I love Arundhati Roy’s flowing, calligraphic signature! Amitav Ghosh signs with a flourish too. Pavan K Varma is probably one of the few English authors who signs in Hindi. I also discovered that some authors, William Darlrymple for instance, won’t sign pirated copies (and I suspect there are others who would gladly inscribe one with a flourish feeling it a compliment of sorts that pirate editions exist of their books!) Another interesting way authors sign is to inscribe a line that plays off the book title: when inscribing a copy of “Bookless in Baghdad” to me, Shashi Tharoor wrote “May you never remain bookless” and Kapil Sibal once inscribed a line to rhyme with the title. Kiran Bedi likes to sign off with ‘Blessings’ and Abdul Kalam with ‘Greetings’.



Crossing out the printed name seems to be a recent common practice among many authors – I think this means the signed name is now a substitute for the printed one! This way the inscription becomes more personalized and individual. I recently wrote to Pico Iyer to ask about this. “I always try to write something, by way of individual message,” he wrote back, “and I have always crossed out the printed version of my name. And somehow, when I first began signing books, way back in 1988, I got in the habit of putting the name of the place where the signing took place and the month and year. Who knows why, but now I have the habit, I can’t break it!” Vikram Chandra writing to me said, “Oh, I generally just do the very boring, “With best wishes…” followed by a signature.”  

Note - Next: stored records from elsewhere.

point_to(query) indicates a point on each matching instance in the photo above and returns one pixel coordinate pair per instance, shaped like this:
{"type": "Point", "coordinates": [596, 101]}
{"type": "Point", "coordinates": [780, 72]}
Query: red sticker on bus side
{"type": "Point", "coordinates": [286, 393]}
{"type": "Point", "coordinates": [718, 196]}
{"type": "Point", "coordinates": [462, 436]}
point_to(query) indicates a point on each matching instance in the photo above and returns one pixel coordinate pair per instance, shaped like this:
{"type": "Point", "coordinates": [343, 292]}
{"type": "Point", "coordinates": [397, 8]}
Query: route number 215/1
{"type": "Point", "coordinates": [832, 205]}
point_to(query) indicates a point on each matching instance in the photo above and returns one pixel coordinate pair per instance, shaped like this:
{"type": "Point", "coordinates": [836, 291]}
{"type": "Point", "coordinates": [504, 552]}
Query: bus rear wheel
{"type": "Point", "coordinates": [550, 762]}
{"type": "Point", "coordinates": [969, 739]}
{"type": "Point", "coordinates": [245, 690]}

Talking about date formats, I’ve noticed that some of our authors have interesting ways of dating their books after they sign. Rana Dasgupta always writes the date in this format- 12/X1/15 – and I’ve always found the roman letter in between very charming! “How I sign,” said Suresh Menon, responding to my query, “depends on whom I sign it for. I always have a message – from ‘best wishes’ and ‘happy reading’ for people I don’t know very well to longer personal messages to those I do. Once I wrote, “Hope you buy my other books too”, but that was to a friend! I always sign on the author page, sometimes canceling the printed name. I write the date, and often the venue too. Gosh, you’ve made me think of stuff I hadn’t paid much attention to.”

One of the more fascinating things about authors signing books is the kind of pen they use – or in some cases pencil. There is a tradition in the West of deliberately signing in pencil: many authors, poets and fine press printers think this is a more elegant and individual way of signing books. But for Indian authors, however, signing in pencil would be unthinkable, and they would do it only if a pen wasn’t available at the time! Arun Shourie told me, “I prefer the pen to have black ink.”  And Anita Nair said, “I strike out the printed name and usually use a fountain pen to sign. I discover that I make spellos when I sign with anything else.”

Of the two copies of the autobiography of Milkha Singh I have, one is signed by Singh and the other by Farhan Akhtar, who played his part on screen. (I should say here that Milkha’s autograph is one of the most unique…there is no way that anyone can ever guess from the signature that is his!). Around the time I was doing a book tour for my (co-authored) book Gifted: Inspiring Stories of People with Disabilities, I would inscribe each copy with “You are Gifted.” I found myself writing that not only because the title leant itself to this pun, but also because I wanted each reader to think of themselves, like the people in the book, as being really gifted.

Is this pursuit for signed copies mere autograph hunting, a kind of literary stalking? While I do it for the pleasure and the thrill it gives me to get the book I admire signed by its author, book scholars and bibliographers in the West have been looking at inscribed copies of books as an exciting new source to learn more about the sensibility, mind and life of an author. I feel a deep if not a complete collection (and not just mine, but that of any collector) of signed and inscribed copies by Indian authors can one day, similarly, be a useful, revealing and charming insight into our literary heroes and their connection with us, their readers.